# New Ducato sliding door half-way stop



## b6x

Hi all.

Dont suppose anyone has installed a "half-way stop" on the sliding door of the new ducato? If so, any details on how / part numbers etc would be gratefully received. 

Thanks alot,


----------



## 105062

Hi did not know such a thing existed look forward to hearing more !

When fitted can the door then only open half way or can it be "switched off"

Cheers P


----------



## b6x

I think at half-way, the door will stop (like it does when fully open)... and you need to operate handle again to close/open it further. 

Basically, operates the same as the "full stop", just when the door is half open. Handy if you are on a slopey pitch and want to just open the door a little.


----------



## fridgeman

had this on my old ih and miss it very much, i,ll try and locate one through fiat,will let you know how i fair.


----------



## alfonse

*half way door stop*

whats wrong with a loop of string works for me.


----------



## 104746

Hi all,

Interesting to here about this idea - Could really do with something like that for the Sloop to stop it ripping the freestanding awning

Did one ever exist for the older Ducato? (05/06 plate)


----------



## Steamdrivenandy

sloopman said:


> Hi all,
> 
> Interesting to here about this idea - Could really do with something like that for the Sloop to stop it ripping the freestanding awning
> 
> Did one ever exist for the older Ducato? (05/06 plate)


Sloopy,

I'm sure there was because the Adria Twin on the 'old' Ducato had one.

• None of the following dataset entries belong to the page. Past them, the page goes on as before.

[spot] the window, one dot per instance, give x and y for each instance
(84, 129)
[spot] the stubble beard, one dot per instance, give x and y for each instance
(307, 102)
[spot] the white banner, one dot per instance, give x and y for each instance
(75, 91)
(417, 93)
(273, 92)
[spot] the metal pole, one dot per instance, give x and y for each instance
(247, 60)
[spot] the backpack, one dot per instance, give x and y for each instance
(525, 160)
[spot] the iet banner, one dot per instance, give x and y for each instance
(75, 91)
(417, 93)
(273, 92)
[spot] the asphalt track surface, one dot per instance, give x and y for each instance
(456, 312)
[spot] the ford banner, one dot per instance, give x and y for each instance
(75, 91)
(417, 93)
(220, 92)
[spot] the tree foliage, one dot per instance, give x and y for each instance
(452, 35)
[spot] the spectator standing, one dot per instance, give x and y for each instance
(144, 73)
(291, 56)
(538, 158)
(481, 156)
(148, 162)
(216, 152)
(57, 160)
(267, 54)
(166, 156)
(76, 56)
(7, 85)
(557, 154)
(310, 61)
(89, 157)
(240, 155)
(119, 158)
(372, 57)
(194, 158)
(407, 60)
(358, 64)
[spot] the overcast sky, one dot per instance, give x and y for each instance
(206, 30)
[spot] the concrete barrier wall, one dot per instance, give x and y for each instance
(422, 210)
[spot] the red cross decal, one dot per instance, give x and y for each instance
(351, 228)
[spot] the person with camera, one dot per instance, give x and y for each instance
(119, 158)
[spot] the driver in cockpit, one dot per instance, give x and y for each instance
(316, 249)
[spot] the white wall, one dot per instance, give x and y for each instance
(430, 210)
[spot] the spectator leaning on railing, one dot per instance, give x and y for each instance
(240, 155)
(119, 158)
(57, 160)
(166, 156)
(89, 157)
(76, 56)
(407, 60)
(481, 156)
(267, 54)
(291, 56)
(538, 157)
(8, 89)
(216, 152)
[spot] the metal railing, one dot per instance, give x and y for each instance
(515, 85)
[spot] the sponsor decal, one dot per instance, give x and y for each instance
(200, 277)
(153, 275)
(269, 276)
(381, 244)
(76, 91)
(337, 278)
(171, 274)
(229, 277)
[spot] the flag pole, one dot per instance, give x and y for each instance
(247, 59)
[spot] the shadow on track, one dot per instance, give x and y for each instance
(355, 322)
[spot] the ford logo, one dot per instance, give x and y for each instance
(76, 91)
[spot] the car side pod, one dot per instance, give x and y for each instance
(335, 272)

I'm also sure there was a thread about 6 months ago with the part details for the new model.

Andy


----------



## tramp

*sliding door*

hi all,
ref sliding door- half way .

we use 2 small magnetic door catches basically sqaurish/oblong like those used for fixing on cupboard doors with 3 screw hols.-plastic from b&q I think.

All we did was position one were the door stops half way or where ever you want the door to rest, and the top one at the same point. Being fixed by the magnet you can easily remove change position especially if the van is slopping forward. they stop the door moving as long as your not heavy handed and if you want the door opened in a hurry just open the door and the catches move

sorry no pics as camera broken at moment, any questions pm me.

glad to be off help. Ps ref the scuttle leak -we sealed ours with sikoflex 3 months ago and no leaks to date and you dont notice the sealent being black also its easily removed if required,

tramp


----------



## tramp

*sliding door*

hi all,tramp


----------



## 101703

b6x said:


> Hi all.
> 
> Dont suppose anyone has installed a "half-way stop" on the sliding door of the new ducato? If so, any details on how / part numbers etc would be gratefully received.
> 
> Thanks alot,


I've tried my local Fiat dealer today as I want one of these for my new van with no success.

Has anyone had any luck finding one of these?


----------



## premiermotorhomes

I have just spoken to Dockgate Fiat, who have clarified that a Fiat part is not available to achieve this.

Regards,
Chris
Premier Motorhomes


----------